Quem dá quer fortalecer seus laços familiares e de amizade, e ao mesmo tempo documentar a própria generosidade. O que só funciona, é óbvio, se o presente for adequado. Na época de Natal, portanto, quando a necessidade de harmonia é enorme, as dificuldades da procura se potencializam. O objeto tem que ser escolhido a mão, não ser excessivamente caro nem barato demais, correspondendo à relação entre presenteando e presenteado.
Tiro pela culatra
As complicações não acabam aí: o próprio ato de presentear está pleno de armadilhas, como assinala o etnólogo da Universidade de Munique Rainer Wehse: "É preciso conhecer exatamente o código dos presentes, a norma. E este se desenvolve dentro de um grupo social bem definido, numa região, num país. Usando um termo antiquado: é algo que faz parte das boas maneiras".
Por exemplo, enquanto na Alemanha se ofertam flores sem embrulhar, na Inglaterra elas vêm embrulhadas, devendo ser desempacotadas imediatamente, na presença de quem as dá. Já na França elas ficam guardadas, só sendo desembrulhadas quando o presenteador se foi. "Dar presentes é um ato institucionalizado e quando se infringe qualquer das regras, vem o estresse", conclui Wehse.
Regulamentando o espontâneo
Para evitar o mau humor à sombra da árvore de Natal, muitas famílias alemãs desenvolveram suas próprias estratégias. Algumas estabelecem um valor fixo; em outras os desejos são descritos nos menores detalhes, incluindo cor, modelo e marca. Já para certas famílias a única solução é banir radicalmente os presentes.

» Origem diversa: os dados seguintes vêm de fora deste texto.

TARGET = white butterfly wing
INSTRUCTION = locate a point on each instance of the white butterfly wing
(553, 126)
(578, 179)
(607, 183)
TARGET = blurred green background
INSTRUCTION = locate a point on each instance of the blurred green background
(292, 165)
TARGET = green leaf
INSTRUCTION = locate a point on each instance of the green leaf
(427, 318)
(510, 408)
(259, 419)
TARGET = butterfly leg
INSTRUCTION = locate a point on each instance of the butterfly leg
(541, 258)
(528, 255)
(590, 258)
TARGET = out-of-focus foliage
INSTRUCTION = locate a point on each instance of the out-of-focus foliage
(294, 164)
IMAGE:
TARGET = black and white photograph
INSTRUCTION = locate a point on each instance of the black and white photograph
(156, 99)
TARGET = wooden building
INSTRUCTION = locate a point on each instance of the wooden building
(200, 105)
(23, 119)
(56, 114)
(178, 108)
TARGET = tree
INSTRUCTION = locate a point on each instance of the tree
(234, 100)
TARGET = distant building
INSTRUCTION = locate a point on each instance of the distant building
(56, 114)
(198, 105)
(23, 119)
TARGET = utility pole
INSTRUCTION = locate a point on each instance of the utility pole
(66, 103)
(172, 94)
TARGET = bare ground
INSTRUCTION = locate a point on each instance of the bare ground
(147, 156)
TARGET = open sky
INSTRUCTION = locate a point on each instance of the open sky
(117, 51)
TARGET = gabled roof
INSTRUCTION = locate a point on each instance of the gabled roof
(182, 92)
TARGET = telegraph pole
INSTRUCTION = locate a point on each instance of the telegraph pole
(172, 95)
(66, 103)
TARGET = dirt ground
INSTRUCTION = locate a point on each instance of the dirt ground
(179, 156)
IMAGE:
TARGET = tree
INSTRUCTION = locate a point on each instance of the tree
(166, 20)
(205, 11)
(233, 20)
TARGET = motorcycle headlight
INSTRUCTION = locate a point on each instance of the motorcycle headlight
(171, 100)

A última alternativa é adotar sempre uma fórmula segura e infalível. Como no conto Feliz Natal, de Hugo Wiener:
Aproximava-se o 24 de dezembro. Havíamos convidado os Robinson, Goldmann e Wronski. Todos chegaram, portando seus presentes: os Robinson trouxeram um frasquinho de perfume para minha mulher e uma loção após barba para mim. Os Goldmann trouxeram um frasquinho de perfume para minha mulher e um após barba para mim, enquanto os Wronski trouxeram um frasquinho de perfume para minha mulher e um após barba para mim. Também nós havíamos providenciado presentes para nossos convidados. E assim cada dama recebeu um frasquinho de perfume e cada cavalheiro uma loção após barba.